North American farmers are receiving inadequate returns on the land, labor, capital and management they invest in their operations. If we compare net farm income to total farm equity we quickly see that farmers could do better investing in almost anything else and receive higher returns.

Three lessons from history are clear and must influence the way we challenge the marketplace

  • farm land value increases in lockstep with farm commodity prices
  • farm input costs always consume a disproportionately larger share of increased commodity prices than net returns to farmers
  • farm commodity prices will come down in unpredictable cycles and when they do come down, farm input costs will not decrease equally or at all

As the value of the land increases the farmer is confronted with an important investment decision. If the farmer sells the land and invest the proceeds, will his returns be significantly greater? In most cases, the answer is yes. While increased commodity prices do contribute to increased current income, by factoring in the increasing land prices they also erode the value of capital return.

Then, we see that as farm commodity prices rise, farm input costs rise to consume a larger share of the value created by the farmer. We may “feel” great that we are receiving prices of $2.00 where we were previously receiving $1.00. We may continue to be happy that, of the new $1.00, 60 cents goes to increased input costs, because we are left with 40 cents more than we had before. However, the financial reality is that if we used the same resources in different economic activities we would retain more, in some cases almost all, of the revenue growth for our own families.

Despite the predictions of the past 30 years that farm product prices will always rise, the truth has been that prices also decrease. As demand increases production is ramped up through new technologies and from regions of the world that were previously not a significant factor in world supply. For example, China is building massive farms in Africa and new land is coming under production in Brazil and Eurasia. Better technology is increasing yields in all producing countries as farmers chase the more-bushels  strategy to increase revenue.

Farm commodity prices will always retreat from highs. It is only a question of when and by how much. A big part of the economic problem is that farm input costs never retreat as much as farm commodity prices – or at all. This has been the driving force of consolidation and bursts of farm bankruptcies for half a century.

 

The solution

FNA’s strategies, on behalf of our members, are created to form permanent structural changes to the business environment. From reducing input costs to providing the means to capture more value from the supply chain — only by building a farm business alliance will there be any lasting solution.

No individual farmer or small group of farmers can command the market power required to sustain the systemic forces required – regardless how large their individual operations.
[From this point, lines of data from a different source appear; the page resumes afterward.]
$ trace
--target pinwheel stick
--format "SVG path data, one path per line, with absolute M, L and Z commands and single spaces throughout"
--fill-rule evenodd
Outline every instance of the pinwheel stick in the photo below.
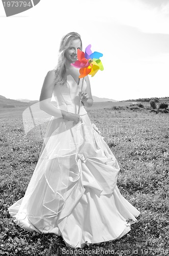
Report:
M 82 88 L 83 88 L 83 82 L 84 82 L 84 77 L 83 77 L 83 79 L 82 80 L 82 84 L 81 84 L 81 92 L 80 94 L 81 93 Z M 80 105 L 81 105 L 81 95 L 80 97 L 79 97 L 79 104 L 78 105 L 78 114 L 79 114 L 80 113 Z

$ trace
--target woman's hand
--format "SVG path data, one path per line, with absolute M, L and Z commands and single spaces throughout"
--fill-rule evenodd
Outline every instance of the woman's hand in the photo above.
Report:
M 84 91 L 82 91 L 81 93 L 79 92 L 79 95 L 81 96 L 81 100 L 83 103 L 85 103 L 89 98 L 87 93 Z
M 68 121 L 73 121 L 75 123 L 78 123 L 80 121 L 81 121 L 81 118 L 78 114 L 71 114 L 67 113 L 64 115 L 64 119 Z

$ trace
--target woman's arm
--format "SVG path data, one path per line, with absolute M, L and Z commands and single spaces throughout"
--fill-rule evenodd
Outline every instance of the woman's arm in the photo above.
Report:
M 93 99 L 92 95 L 91 85 L 88 76 L 86 76 L 84 79 L 87 85 L 86 89 L 86 92 L 87 93 L 87 95 L 84 97 L 85 92 L 84 92 L 84 91 L 81 92 L 81 96 L 83 96 L 83 98 L 81 100 L 81 101 L 84 106 L 90 108 L 93 105 Z
M 54 70 L 48 71 L 43 82 L 39 99 L 39 106 L 41 110 L 49 115 L 64 118 L 66 112 L 61 111 L 52 105 L 51 99 L 54 87 L 55 72 Z M 64 113 L 65 112 L 65 113 Z

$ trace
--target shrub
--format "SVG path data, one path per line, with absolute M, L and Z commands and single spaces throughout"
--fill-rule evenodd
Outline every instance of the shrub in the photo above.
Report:
M 142 104 L 141 103 L 138 103 L 138 104 L 137 104 L 137 106 L 139 106 L 139 108 L 144 108 L 144 105 L 143 105 L 143 104 Z
M 159 109 L 166 109 L 167 108 L 168 108 L 168 104 L 164 102 L 160 103 L 158 106 Z
M 137 106 L 131 106 L 130 107 L 130 110 L 139 110 L 139 108 Z
M 154 110 L 157 108 L 156 103 L 155 99 L 151 99 L 150 101 L 150 104 L 152 108 Z

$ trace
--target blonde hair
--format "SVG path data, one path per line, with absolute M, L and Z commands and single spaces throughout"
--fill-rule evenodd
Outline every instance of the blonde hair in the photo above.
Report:
M 59 51 L 58 65 L 54 69 L 55 75 L 55 85 L 57 83 L 63 85 L 66 82 L 65 52 L 70 47 L 72 40 L 75 39 L 80 39 L 81 49 L 82 49 L 81 37 L 77 33 L 68 33 L 62 38 Z

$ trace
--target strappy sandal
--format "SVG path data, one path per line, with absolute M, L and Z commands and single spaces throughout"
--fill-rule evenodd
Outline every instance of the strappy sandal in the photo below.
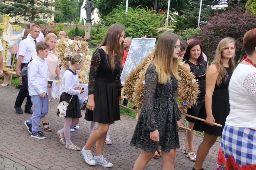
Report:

It is necessary to make systemic changes to properly reward the land, labor, capital and management invested by farmers.

The solution will not come from our governments. The amount of governmental power that would need to be exercised would challenge our independence and wreck the industry in the process. This is our industry and our responsibility, as allies, to shape the way we do business.

The only viable solution is building the farm business alliance with the clear purpose of maximizing farm profitability on all fronts.